Now that we have the passports, we are done with the Ugandan side of things, and the passports and the IOM reports are the last things that we need in order to submit an application for a US visa. Then they will give us a preliminary appointment (on Monday or Wednesday morning) in order to review our paperwork, and if it correct, they will give us an appointment for a hearing. This might be as soon as the same day, or if the slots are already filled, it could be up to a three week wait. The hearing needs to be attended by at least one adoptive parent, the children in question, and their birth parents and possibly other relatives. They assess whether or not the child is clearly an orphan by the legal definition. If the child is, she gets her "travel packet" two business days later. If she is not "clearly approvable," the case gets sent to Nairobi for investigation. That is what we DON'T want!
So, after many hours of errands, we had some fun. We were in a nice area of town, so we found a nice restaurant that had good food and space to play. The children immediately dove into a game that involved the brass bowls filled with water and rose petals.
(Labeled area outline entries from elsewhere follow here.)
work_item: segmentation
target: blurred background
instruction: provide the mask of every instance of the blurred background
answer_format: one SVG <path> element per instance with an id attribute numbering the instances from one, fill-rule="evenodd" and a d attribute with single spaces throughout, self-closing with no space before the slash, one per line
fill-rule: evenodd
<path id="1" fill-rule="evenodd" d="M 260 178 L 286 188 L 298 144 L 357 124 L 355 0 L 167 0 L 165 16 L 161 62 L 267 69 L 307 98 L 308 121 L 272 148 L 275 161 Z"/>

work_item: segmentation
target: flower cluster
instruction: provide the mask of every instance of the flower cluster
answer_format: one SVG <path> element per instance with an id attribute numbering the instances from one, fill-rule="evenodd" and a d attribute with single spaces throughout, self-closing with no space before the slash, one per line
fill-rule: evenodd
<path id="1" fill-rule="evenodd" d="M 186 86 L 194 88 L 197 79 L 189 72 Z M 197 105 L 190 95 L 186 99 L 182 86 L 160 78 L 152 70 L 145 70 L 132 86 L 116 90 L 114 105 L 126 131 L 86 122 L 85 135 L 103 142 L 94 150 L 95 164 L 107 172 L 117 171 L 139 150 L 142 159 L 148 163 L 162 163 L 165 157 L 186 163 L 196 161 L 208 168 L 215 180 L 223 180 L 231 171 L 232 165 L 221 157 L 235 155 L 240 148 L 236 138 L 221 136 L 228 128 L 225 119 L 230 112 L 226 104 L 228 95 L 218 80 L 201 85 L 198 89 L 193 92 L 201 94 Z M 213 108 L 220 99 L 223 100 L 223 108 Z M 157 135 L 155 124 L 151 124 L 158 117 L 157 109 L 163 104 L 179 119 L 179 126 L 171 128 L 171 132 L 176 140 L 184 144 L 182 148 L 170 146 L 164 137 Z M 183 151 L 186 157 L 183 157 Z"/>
I don't know what they were supposed to be for, but luckily we were the only people there that early, and Ugandans are amused by children's normal antics. So they played in the bowls on the floor, and then the bowls started wandering around, and then all kinds of beautiful Indian decorations made it into the play, and when our food came the children grabbed trays and wanted to carry it in. And the chefs or the waiter or someone gave them each a little bowl to put on their tray which they carried all the way to the table: Emerson and Hibiscus got a little side dish of raita, and Buttercup got a few carrots and cucumber. She was so focused on carrying her tray and walking, and she did a wonderful job, until Hibiscus had finished her serving and came back yelling and screaming about what a great job Buttercup was doing, and then she tried to hug her, and then she was jumping up and down in her face, and I had to rush in and save the carrots and cucumbers from their highly confused handler. I think that is a perfect summation of Hibiscus right there: that she is so enthusiastic, but has such poor judgement, that she ruins the joy of success for someone else right before it can be attained. Buttercup was obviously so very proud of herself for carrying the tray the long distance from the kitchen, and her sister confused her into spilling it ten feet from the goal.
After dinner the kids ran around a great deal more. They were motorcycles, and the waiter apparently was the traffic cop who kept catching them and threatening to take them to the police. They got very sweaty and happy, which is a good ending to a long day.